Consider an inversion with arbitrary radius centered at $O$. Denote the image of $X$ with $X'$. The points $A_i'$ will still lie on a circle $\Omega'$. However, since \[ 90^\circ= \measuredangle OB_1A_1 \ = -\measuredangle OA_1'B_1' = -\measuredangle A_2'A_1'B_1', \]$B_1$ is the antipode of $A_2$ in $\Omega'$. The images of the rest of the $B_i$ can be found similarly. Thus, the problem transforms into the following (now we drop the prime notation for clarity): Claim. Let $A_i$ be points on a circle $\Omega$, $i=1,\ldots,6$ in such a way that lines $A_1A_2$, $A_3A_4$, and $A_5A_6$ concur at $O$. Let $B_2$, $B_1$, $B_4$, $B_3$, $B_6$, and $B_5$ be the antipodes of $A_1$, $A_2$, $A_3$, $A_4$, $A_5$, and $A_6$ respectively. Then the circles $(OB_1B_2)$, $(OB_3B_4)$, and $(OB_5B_6)$ intersect at a point other than $O$. Proof. Let $X$ be the center of $\Omega$. Since $B_1,B_2$ are the reflections of $A_2,A_1$ in $X$, the line $B_1B_2$ is the reflection of the line $A_1A_2$ in $X$. It follows that lines $B_1B_2$, $B_3B_4$, and $B_5B_6$ concur at $P$, the reflection of $O$ in $X$. It is now clear that the three circles are coaxial: $P$ has equal power with respect to all three circles, namely the power of $P$ with respect to $\Omega$. Combined with the fact that $O$ lies on all three circles implies the claim. Inverting back, the problem follows.

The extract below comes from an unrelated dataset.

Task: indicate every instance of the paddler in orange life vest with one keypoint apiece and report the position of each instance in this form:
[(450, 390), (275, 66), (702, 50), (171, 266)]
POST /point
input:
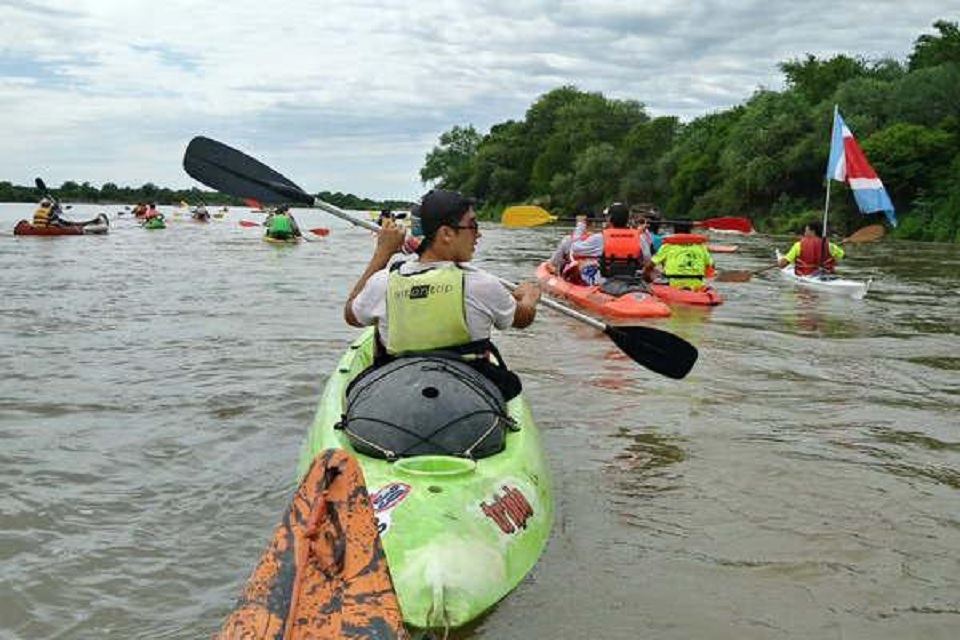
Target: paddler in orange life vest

Let $X'$ be reflection of $X$ over the center of circle. Thus, $\overline{A_1'A_2'},\overline{A_3'A_4'},\overline{A_5'A_6'}$ are concurrent at $O'$. Observe that $A_i',O,B_i$ are collinear. By inversion at $O$ with radius $\sqrt{-OA_1\cdot OA_2}$, we get that $(OB_1B_2),(OB_3B_4),(OB_5B_6)$ are coaxial. Finally, radical axis theorem on $(OB_1B_2),(OB_3B_4),(OB_5B_6),(B_1B_2B_3B_4B_5B_6)$ yields desired concurrency.

Let $X\neq a(X)=OX\cap\Omega$ and $X\neq h(X)=NX\cap\Omega$ where $N$ is the center of $\Omega$. It is clear by angle chasing that $B_i=(a\circ h(A_i))$ where $a\circ h$ is the composition of the two involutions. Therefore $B_2=((a\circ h)\circ a\circ( h\circ a))(B_1)=l(B_1)$. Since $$l\circ l$$$$=a\circ h\circ a\circ h\circ a\circ a\circ h\circ a\circ h\circ a=$$$$=a\circ h\circ a\circ h\circ h\circ a\circ h\circ a=$$$$=a\circ h\circ a\circ a\circ h\circ a=$$$$=a\circ h\circ h\circ a=$$$$=a\circ a=$$$$id$$$l$ is an involution, and therefore there exists a point $M$ such that $X\neq l(X)=MX\cap\Omega$, as wanted.

Woah thats a very nice problem! I might have used geogebra to draw the diagram, but thats irrelevant since sharygin allows everything Let the centre of the circle be $P$ and also remember that $i$ is odd throughout this proof Invert about $O$ with radius -$\sqrt{OA_1 \cdot OA_2}$, the point $A_i$ are mapped to $A_i+1$ and $B_i$ gets mapped such that $A_I'B_i' \perp OA_i'$. This basically means that $B_i'$ is the reflection of $A_i$ wrt to $P$. This means that $B_i'B_{i+1}'$ also concur at a point that is the reflection of $O$ about $P$ (O_1) . Now we have to prove $X \in \odot(B_i'B_{i+1}'O)$. Let $O'O \cap \odot(B_1B_2O) = X$, notice that $$O_1X \cdot O_1O = O_1B_1' \cdot O_1B_2' = O_1B_3' \cdot O_1B_4' \implies X \in \odot(B_3'B_4'O)$$, similar such results imply $X \in \odot(B_i'B_{i+1}'O)$ thus finishing the problem $\blacksquare$